História comum de um velho feliz |
Crônica do Cotidiano |
Olhei o prato do velho que atravessava o restaurante e pensei: arroz branco, feijão preto, batata frita, pastel, bifes, peixe frito e apenas alguns pequenos tomates. Tudo isso para o almoço de um velho aparentando 70 anos de idade. Imaginei toda aquela química diluindo-se no organismo do velho, as gorduras saturadas viajando no sangue, entupindo as veias.
Meu amigo Massa lembrou que toda esta fartura falta para muitas crianças e velhos abandonados pelo sistema econômico. É verdade, concluí, e segui comendo minha salada variada encharcada de azeite de oliva, bebendo meu suco e preparando-me para degustar as frutas do buffet. Eu, com apenas 45 anos, me cuidando com a alimentação.
O velho comeu com satisfação aquela pratarrada e serviu-se novamente, agora acrescentando salada de batata com maionese e almôndegas com molho.
Pediu outra garrafa de guaraná açucarado e depois foi aos doces. Serviu pudim, sagu, torta de bolacha, creme de leite sobre tudo e deliciou-se olhando as imagens dos gols da rodada na televisão pendurada no refeitório.
Arrematou toda aquela comilança com um cafezinho bem açucarado e na saída acendeu um cigarro para pegar a rua e caminhar lentamente. Não se preocupava com a saúde, não tinha medo da morte, entendia que já tinha vivido muito, criado filhos e netos, viajado a trabalho e a passeio por muitos lugares do Brasil e até do mundo. Esteve no Paraguai, Argentina, Uruguai, Chile e Estados Unidos a serviço de uma companhia de transportes de cargas que lhe aposentou aos 60 anos. Dizia aos amigos que estava no saldo da vida, sem mais ilusões.
Voltava para casa, dava uma sesteada até às 16 h e depois lia jornais e correspondências até às 18h quando ia encontrar gente no boteco da esquina do parque. Ali contavam histórias, escalavam os times, profetizavam quem ganharia o campeonato, olhavam o passar das mulheres e bebiam algo alcoólico para entorpecer a mente até o sono chegar. Sempre beliscando alguns salgadinhos no cair da noite.
Quantos dias foram assim para este e milhares de velhos da nossa velha cidade? Quantos dias seriam assim até a morte inevitável um dia chegar.

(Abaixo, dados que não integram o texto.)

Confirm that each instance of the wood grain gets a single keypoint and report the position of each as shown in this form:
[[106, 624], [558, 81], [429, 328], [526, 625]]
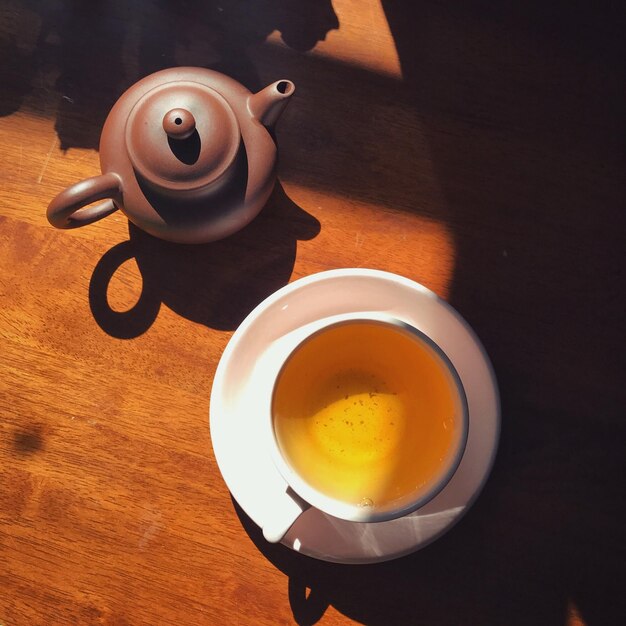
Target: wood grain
[[479, 152]]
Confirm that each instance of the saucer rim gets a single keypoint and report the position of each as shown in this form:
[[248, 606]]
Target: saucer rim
[[401, 281]]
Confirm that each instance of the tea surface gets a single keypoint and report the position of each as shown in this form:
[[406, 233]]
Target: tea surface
[[366, 413]]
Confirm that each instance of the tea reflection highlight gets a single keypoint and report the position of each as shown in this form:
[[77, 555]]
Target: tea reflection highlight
[[367, 413]]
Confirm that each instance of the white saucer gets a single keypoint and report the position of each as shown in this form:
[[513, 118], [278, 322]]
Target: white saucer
[[236, 430]]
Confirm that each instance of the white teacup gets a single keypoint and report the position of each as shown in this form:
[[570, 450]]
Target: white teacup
[[365, 418]]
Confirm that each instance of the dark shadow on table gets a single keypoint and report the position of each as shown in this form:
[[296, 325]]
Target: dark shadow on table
[[522, 111], [98, 49], [216, 284]]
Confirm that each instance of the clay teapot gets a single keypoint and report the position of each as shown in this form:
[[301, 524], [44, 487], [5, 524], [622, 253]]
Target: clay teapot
[[185, 153]]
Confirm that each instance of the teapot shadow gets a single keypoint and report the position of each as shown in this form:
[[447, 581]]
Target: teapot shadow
[[215, 284]]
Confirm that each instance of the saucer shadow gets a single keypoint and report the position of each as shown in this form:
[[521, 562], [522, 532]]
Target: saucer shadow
[[215, 284]]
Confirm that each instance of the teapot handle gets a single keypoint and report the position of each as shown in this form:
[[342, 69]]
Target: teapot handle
[[69, 210]]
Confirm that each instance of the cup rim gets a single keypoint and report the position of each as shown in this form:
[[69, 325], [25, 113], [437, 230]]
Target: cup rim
[[345, 510]]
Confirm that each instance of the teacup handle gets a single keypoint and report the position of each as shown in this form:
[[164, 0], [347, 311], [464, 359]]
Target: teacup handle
[[284, 514], [68, 210]]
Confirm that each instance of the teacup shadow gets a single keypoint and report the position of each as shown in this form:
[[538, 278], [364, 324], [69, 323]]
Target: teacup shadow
[[215, 284]]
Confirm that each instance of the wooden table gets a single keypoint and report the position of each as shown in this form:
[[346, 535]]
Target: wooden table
[[478, 151]]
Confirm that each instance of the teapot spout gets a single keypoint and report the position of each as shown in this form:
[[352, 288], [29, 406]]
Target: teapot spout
[[268, 104]]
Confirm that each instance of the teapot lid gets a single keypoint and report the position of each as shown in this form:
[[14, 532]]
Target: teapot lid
[[182, 135]]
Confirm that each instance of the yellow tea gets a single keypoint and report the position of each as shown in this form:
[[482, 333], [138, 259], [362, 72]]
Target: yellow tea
[[367, 413]]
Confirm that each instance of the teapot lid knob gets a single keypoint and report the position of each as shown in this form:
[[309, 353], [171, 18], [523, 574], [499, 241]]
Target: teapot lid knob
[[179, 123]]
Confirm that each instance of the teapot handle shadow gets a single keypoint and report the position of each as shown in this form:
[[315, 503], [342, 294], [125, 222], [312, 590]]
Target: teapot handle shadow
[[69, 208], [125, 324]]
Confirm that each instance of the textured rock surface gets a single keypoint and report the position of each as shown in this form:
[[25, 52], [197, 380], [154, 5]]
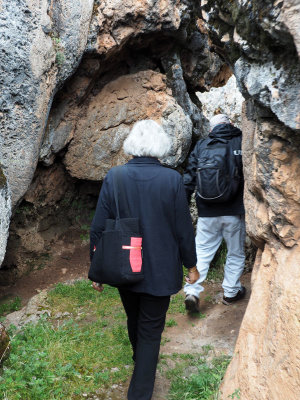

Este viúvo vivia assim em sua solidão irreparável. Num pequeno apartamento de 1 dormitório que ele limpava, organizava e passava seus dias. Às vezes era convidado para o churrasco dominical na casa de um filho ou neto que lembrava do velho. Suas manhãs eram de sono, até às 10h quando recomeçava o ritual de viver, banho, escova de dente, café, levar as roupas na lavanderia, escolher o restaurante, esperar o dia de ir no banco receber a aposentadoria, controlar as despesas.
Estava feliz. Confessava-se um vencedor. Nenhuma tragédia familiar. Vida simples e comum. Um orgulho: todos os filhos formados em universidades federais e com profissões.
Massa, o meu amigo professor de cavaquinho, disse-me: este cara jogou bola no Internacional nos anos 60. Ou melhor, foi no Grêmio Porto-alegrense onde era zagueiro, e dos melhores!
Ah não! Este cara foi vereador e deputado nos anos 70, se não me engano, remendou Massa, olhando o velho sair do restaurante na Avenida Borges. Massa estava confuso, também, acabara de completar seus 80 anos e ainda gostava de sorver um vinho barato nos botecos.
Vimos o velho algumas vezes ainda naquele bar, com seu prato cheio e sua cara despreocupada com a vida. Um semblante sério de poucos mas sinceros sorrisos. Depois não o vimos mais. Passaram-se meses e até comentei com o Massa: teria morrido, solitário, numa noite ou manhã qualquer? Teria se mudado para um outro bairro ou para uma casa na praia? Estaria num hospital, moribundo com as coronárias entupidas de gorduras? Estaria num asilo com outros velhos? Estaria vivendo com uma mulher em outra cidade?
A pergunta não teve nunca resposta até nossos dias atuais.
Segui comendo meu arroz integral, saladas, legumes e frutas, bebendo meus sucos e chás, porém sem ter certeza que viverei tantos anos como o velho feliz, como o velho Massa vivia, degustando seu vinho e tocando seu cavaquinho.